Silence. Personne n'exprime la moindre opposition. Elles sont loin, les disputes du début. Quelle ironie qu'à neuf, on forme un front plus résistant qu'à seize. Si résistant et à la fois si fragile...

« Pour ce qui est de l'exploration, reprend Akihito, faites ce que vous voulez. De toute façon, ce n'est plus une simple histoire de recherches. Sauf si quelqu'un a la foi de reprendre le flambeau pour Haruko...

— Sans qu'elle n'ait rien laissé derrière ? Sourit Shizuka. Même pour certains d'entre nous, ce sera une tâche très, très ardue. Kita a réuni au cours de ces derniers mois une quantité d'informations d'au moins quinze personnes. Réussir à reprendre sa base de données sans le moindre indice ne se fera pas comme ça. »

De nouveau, le silence. Akihito me jette un regard en coin, indéchiffrable.

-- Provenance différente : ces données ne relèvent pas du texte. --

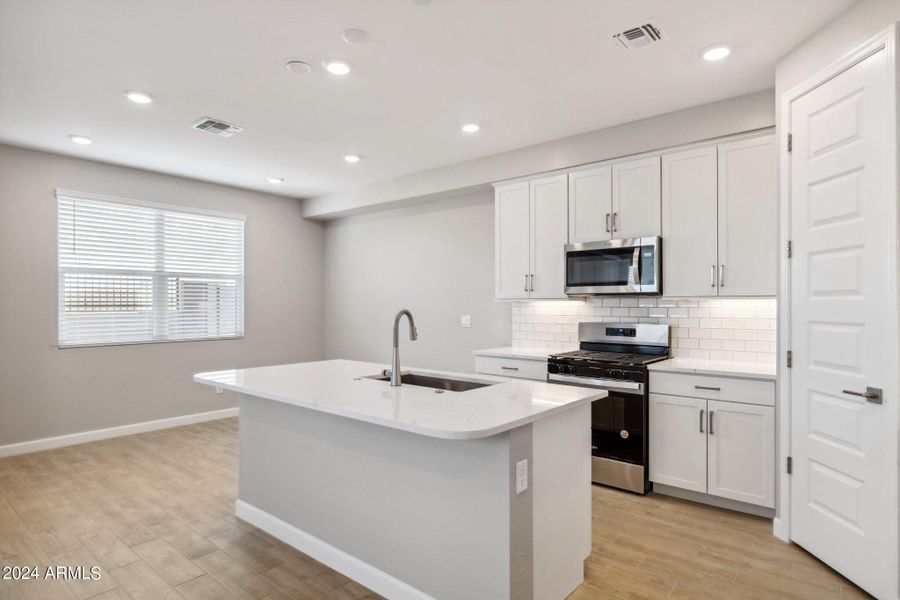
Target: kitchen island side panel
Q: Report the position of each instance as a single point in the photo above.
(430, 512)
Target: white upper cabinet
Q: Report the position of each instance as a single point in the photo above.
(748, 217)
(689, 222)
(590, 204)
(719, 212)
(636, 195)
(512, 233)
(531, 229)
(549, 225)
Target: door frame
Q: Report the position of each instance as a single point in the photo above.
(886, 40)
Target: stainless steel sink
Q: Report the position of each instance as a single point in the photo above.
(434, 382)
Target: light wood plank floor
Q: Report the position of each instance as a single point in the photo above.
(154, 511)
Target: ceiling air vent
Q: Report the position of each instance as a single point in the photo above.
(215, 127)
(638, 36)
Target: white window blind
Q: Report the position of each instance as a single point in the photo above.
(134, 272)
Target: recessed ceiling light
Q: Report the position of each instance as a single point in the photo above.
(138, 97)
(716, 53)
(297, 66)
(81, 139)
(355, 36)
(337, 67)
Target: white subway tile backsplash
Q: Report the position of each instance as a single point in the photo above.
(742, 329)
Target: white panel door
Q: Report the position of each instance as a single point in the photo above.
(678, 441)
(689, 222)
(748, 217)
(512, 232)
(636, 198)
(741, 447)
(843, 325)
(590, 204)
(549, 227)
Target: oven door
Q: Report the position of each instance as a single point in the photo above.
(629, 266)
(619, 427)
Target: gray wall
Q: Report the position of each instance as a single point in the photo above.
(45, 391)
(744, 113)
(435, 259)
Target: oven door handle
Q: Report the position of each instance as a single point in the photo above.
(628, 387)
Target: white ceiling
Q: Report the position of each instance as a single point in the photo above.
(527, 70)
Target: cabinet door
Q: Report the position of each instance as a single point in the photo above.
(636, 198)
(678, 441)
(512, 230)
(549, 227)
(689, 222)
(748, 217)
(590, 204)
(741, 445)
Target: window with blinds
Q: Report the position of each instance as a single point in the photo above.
(132, 272)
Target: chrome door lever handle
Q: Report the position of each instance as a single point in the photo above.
(871, 394)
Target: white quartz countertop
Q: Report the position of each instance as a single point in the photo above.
(511, 352)
(722, 368)
(340, 387)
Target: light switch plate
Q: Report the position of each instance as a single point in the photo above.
(521, 476)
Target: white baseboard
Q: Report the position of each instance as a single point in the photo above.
(362, 572)
(102, 434)
(780, 530)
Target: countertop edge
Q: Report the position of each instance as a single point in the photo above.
(428, 432)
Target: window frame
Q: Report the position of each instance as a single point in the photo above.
(60, 295)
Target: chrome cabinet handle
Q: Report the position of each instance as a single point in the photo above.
(871, 394)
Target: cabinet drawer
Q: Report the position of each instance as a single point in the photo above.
(511, 367)
(728, 389)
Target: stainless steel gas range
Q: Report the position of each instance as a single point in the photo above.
(614, 357)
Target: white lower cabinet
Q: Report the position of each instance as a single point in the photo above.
(678, 442)
(723, 449)
(741, 448)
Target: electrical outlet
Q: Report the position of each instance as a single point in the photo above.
(521, 476)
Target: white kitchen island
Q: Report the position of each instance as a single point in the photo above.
(413, 492)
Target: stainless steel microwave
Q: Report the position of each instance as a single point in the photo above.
(630, 266)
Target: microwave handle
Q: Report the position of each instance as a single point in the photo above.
(636, 265)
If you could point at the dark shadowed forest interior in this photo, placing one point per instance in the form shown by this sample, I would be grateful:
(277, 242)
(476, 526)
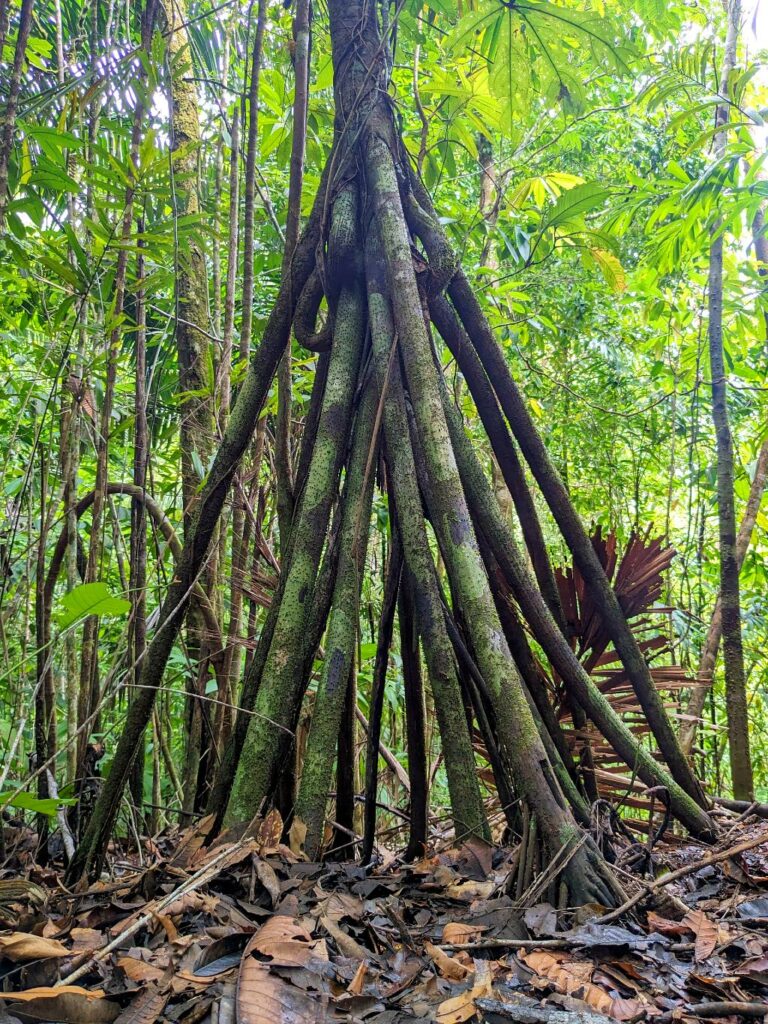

Sans doute attend-il que je m'exprime, d'une manière où d'une autre. Ce n'est sans doute pas un imbécile. Il se demande sans doute si Haruko a vraiment été stupide au point de laisser des recherches auxquelles elle attachait une importance capitale inachevées sans espoir de reprise.

Mais je ne réponds rien.

Parce que si je peux apprendre à faire confiance sur le plan relationnel, découvrir les secrets qui se cachent derrière ce jeu qu'on m'impose est quelque chose que je ne peux confier à personne.

N'importe qui que j'implique pourrait être responsable. Même... Surtout. Les plus utiles d'entre eux. Comme Junko, Shizuka et Yuuki.

Le Chroniqueur finit par abandonner après quelques fractions de seconde de silence. Avant de soupirer et de descendre de sa table.

Désolée, Akihito.

Mais je ne me sens ni de fédérer autour d'un espoir que je sais vain, ni de déléguer cette tâche à quelqu'un d'autre.

Je dois le faire seule.

Parce que je suis la seulepersonne dont je suis assurée de l'innocence.